Method: BLASTp search against UniRef90 (E-value < 1e-30, query coverage > 80%) yielded ~150 LCC homologs. Multiple sequence alignment via Clustal Omega, then conservation scored by Scorecons (Valdar 2002). Score range 0→1, where 1.0 = identical across all orthologs.
Rationale: Conserved positions are under evolutionary constraint — mutations are more likely to be deleterious.
Conservation vs DMS fitness (per-position, single-mutation mean): Spearman ρ = −0.247 (p = 6.8×10⁻⁵, n=255 positions). As expected, more conserved positions have lower mean fitness across all substitutions.
NDCG@10% = 0.70 (computed on per-position mean single-mutation fitness, ranking 259 positions by negated conservation score) — conservation alone identifies ~70% of top-performing positions correctly.

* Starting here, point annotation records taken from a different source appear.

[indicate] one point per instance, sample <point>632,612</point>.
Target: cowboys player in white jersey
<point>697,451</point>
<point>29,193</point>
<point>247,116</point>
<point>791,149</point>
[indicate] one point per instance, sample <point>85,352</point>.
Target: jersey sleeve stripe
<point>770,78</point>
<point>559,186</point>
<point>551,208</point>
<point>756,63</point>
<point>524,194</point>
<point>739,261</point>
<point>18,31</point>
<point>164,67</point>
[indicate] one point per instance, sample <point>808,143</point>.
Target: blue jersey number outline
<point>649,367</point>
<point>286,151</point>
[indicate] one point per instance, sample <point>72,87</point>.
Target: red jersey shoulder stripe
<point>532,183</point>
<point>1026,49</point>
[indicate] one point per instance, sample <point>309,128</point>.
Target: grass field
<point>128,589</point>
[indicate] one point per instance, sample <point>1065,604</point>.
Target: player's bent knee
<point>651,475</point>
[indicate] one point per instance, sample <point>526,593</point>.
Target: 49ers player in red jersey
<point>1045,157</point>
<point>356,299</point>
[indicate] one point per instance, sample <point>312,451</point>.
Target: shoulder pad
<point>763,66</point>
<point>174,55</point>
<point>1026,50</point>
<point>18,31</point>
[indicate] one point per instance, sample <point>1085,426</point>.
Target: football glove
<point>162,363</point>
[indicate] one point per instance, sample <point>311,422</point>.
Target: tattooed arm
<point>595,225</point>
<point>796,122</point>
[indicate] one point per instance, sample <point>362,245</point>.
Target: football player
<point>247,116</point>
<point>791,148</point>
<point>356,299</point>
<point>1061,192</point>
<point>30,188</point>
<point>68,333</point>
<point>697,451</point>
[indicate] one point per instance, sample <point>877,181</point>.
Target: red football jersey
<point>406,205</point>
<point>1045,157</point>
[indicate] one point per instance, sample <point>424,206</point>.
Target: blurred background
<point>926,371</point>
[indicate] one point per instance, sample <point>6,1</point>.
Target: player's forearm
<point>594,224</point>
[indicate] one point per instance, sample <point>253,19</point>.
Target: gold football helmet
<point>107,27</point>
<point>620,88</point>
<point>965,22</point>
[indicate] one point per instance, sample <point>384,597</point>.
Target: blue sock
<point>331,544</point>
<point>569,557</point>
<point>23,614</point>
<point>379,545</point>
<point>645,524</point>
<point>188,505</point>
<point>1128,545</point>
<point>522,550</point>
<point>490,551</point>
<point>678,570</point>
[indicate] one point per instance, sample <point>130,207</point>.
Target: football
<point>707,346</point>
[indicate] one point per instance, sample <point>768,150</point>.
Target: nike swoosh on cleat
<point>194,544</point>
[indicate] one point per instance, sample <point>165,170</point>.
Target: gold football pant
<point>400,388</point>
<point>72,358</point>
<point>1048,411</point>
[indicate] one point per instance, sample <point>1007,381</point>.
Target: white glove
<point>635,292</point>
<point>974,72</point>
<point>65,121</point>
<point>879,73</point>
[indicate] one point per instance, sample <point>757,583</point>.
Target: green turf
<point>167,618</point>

| Position | WT AA | Mean Fitness | % Deleterious | Role |
|---|---|---|---|---|
| 165 | Ser | −0.69 | 83% | Catalytic nucleophile |
| 167 | Gly | −1.10 | 100% | Oxyanion hole |
| 210 | Asp | −0.47 | 80% | Catalytic acid |
| 242 | His | −0.80 | 100% | Catalytic base |
| 246 | Asn | −1.27 | 100% | Oxyanion hole |
| 96 | Thr | −0.71 | 100% | Buried structural |
| 170 | Gly | −0.74 | 100% | Near active site |
| Position | Mean Fitness | % Beneficial | Max | Note |
|---|---|---|---|---|
| 217 | +0.76 | 67% | +1.60 | allosteric handle ★ candidate |
| 207 | +0.50 | 60% | +1.83 | allosteric core ★ candidate |
| 286 | +0.44 | 60% | +1.33 | structural_essential C-term loop, ACI 60.1% ★ candidate |
| 117 | +0.64 | 100% | +1.05 | Surface exposed |
| 44 | +0.63 | 86% | +1.70 | N-terminus |
| 229 | +0.56 | 100% | +0.84 | Surface loop |
| Position | Scorecons | Median | Safe? | Status |
|---|---|---|---|---|
| 217 (Q→P) | 0.531 | 0.826 | Yes | Hotspot |
| 140 (N→D) | 0.713 | 0.826 | Yes | Neutral |
| 207 (A→E) | 0.845 | 0.826 | Borderline | Hotspot |
| 104 (W→L) | 1.000 | 0.826 | Conserved | Neutral |
| 286 (R→P) | 0.990 | 0.826 | Conserved | Hotspot |
Apparent contradiction: conserved yet hotspot? "Hotspot" means that specific substitutions at this position are beneficial (e.g. R286P = +1.33), while "conserved" means most organisms keep the wild-type residue. This happens when one or two specific mutations escape the evolutionary constraint — e.g. Pro rigidifies a loop in a way evolution didn't explore. ICCG similarly mutated the highly conserved N246 (scorecons 0.985) successfully.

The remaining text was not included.